しかし、何も思いつかない。此処がフローレンスならなあ、とリゼは思うのだった。あの雰囲気の中なら、どんな人とだって顔を見て笑顔で接することができる。どうしてこうも違うのだろう、とリゼは目を伏せた。
「ねえ、聞いてもいい?」
「は、はいっ」
リゼは慌ててラフルの方を向く。
「その、鞄の中に入っていたの......」
ラフルは、リゼが肩からかけている底の無いポシェットを見ていた。
「小説のことですか?」
「うん、ショーセツ」
ラフルの目が少しだけ変わった。
「ねえ、それって何?」
「えっ?」
「その、ショーセツ......僕、初めて聞いた言葉なんだ。本のことなのかい?」
リゼは唖然とした。彼女は今まで「小説」を知らない人間に会ったことが無かった。近所の子供だって、それくらいの言葉は通じるだろう。リゼは、ラフルの出身地のことを思い出した。それに対する、トラビスの反応も。
「えっと......物語が書いてある、本、です」
リゼは言葉を選んだ。どんな言葉を彼が知らないのか、なるべく簡単な言葉を選ぶべきだと思ったのだ。
「物語」
ラフルの顔が輝いた。いつも何処か暗かった彼の顔に、光が満ちている。
「僕、物語好きだよ」
彼はそう言って、堰を切ったように喋り始めた。
彼が住んでいるトルトヨという集落には、「語り人」という役職があるのだという。それは、朝昼晩の食事時に、子供たちに物語を語って聞かせるという仕事らしい。一つの物語を上手く三つに切って、一日かけて語っていく。そうすることで、子供たちが一食も欠かさずに食事をとることが出来るという、食糧難のトルトヨでの大切な仕事なのだ。
そんな説明を聞いたリゼの心は、すっかり「語り人」に惹き付けられていた。エトランゼには無い職業だ。何て楽しそうなのだろう。職業の内容もそうだが、彼女はラフルの楽しそうに語る姿にも夢中だった。彼はこの話題になった途端、今までにないくらい饒舌になった。物語を心から愛している人の喋り方だ。
「僕ね、」
徐ろに、ラフルが声の大きさを落とした。
「語り人になるのが夢なんだ」
彼は何か後ろめたいことでもあるのか、非常に言い出しづらそうだった。
「変、かな」
「どうしてですか?」
リゼは目を丸くして問い返した。
「変だなんて思いませんよ。今の説明を聞いたら、誰も思わないと思います」
彼は今の今まで、突っかかりのない、流れる水ようにスラスラと喋っていたのだ。人を惹きつける魅力が十分にある喋り方をしていたのだ。現にリゼは「語り人」に心を奪われている。ラフルの表情も相まって、彼女の心に響いてきたのだ。
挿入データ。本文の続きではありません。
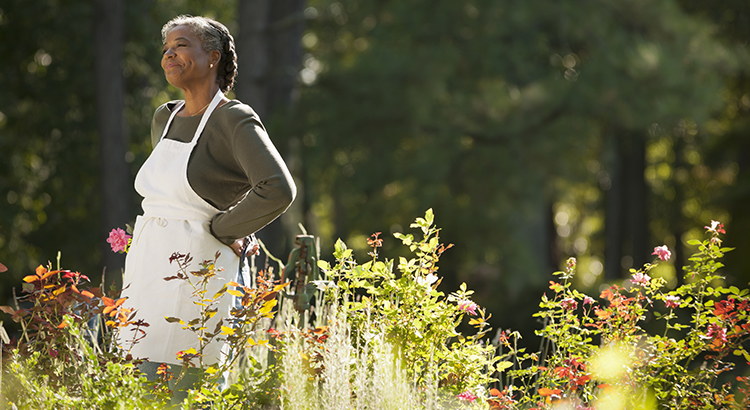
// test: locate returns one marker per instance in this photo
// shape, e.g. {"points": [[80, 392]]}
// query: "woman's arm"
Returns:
{"points": [[273, 188]]}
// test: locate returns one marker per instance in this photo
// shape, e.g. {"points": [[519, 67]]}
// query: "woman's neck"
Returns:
{"points": [[197, 100]]}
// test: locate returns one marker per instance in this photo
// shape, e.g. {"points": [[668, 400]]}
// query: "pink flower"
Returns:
{"points": [[468, 306], [662, 252], [717, 332], [716, 227], [119, 240], [467, 396], [640, 278], [569, 303], [672, 301]]}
「ラフルさんなら、きっとなれます。だって、お話するのとっても上手でしたよ」
リゼは微笑んだ。トルトヨのことをもっと知りたかった。ただ貧しいという集落では無いのだ。そこは面白いもので溢れている。食事を集落の人全員でとること、スープだけであること、たまに贅沢をして、胡桃入りのパンが食べられること。
自分の知らない世界の話だ。本の世界にも載っていない、知らない土地の、知らない生活。魔法を信じる人種たち。どんなファンタジーよりも心を惹き付けるものがあるように、リゼには感じられた。
ラフルは不思議な表情をしていた。今にも泣きそうに見えて、頬が赤いのは、どうしたのだろう。リゼは自分が変なことを言ってしまっただろうか、と次の言葉を考える。
「夢、叶うと良いですね」
「うん......ありがとう」
ラフルは頷き、あとは黙ってしまった。
「じゃあ、明日はそういうことで」
静かになった通路に、カティアの声が響く。リゼは久々に其方を見た。彼女が椅子から立ち上がって、此方にやって来るところだった。
「お待たせ。長く待たせてごめんよ。話し合いも終わったから寝るとしようか」
廊下を覗き込んで、カティアは微笑んだ。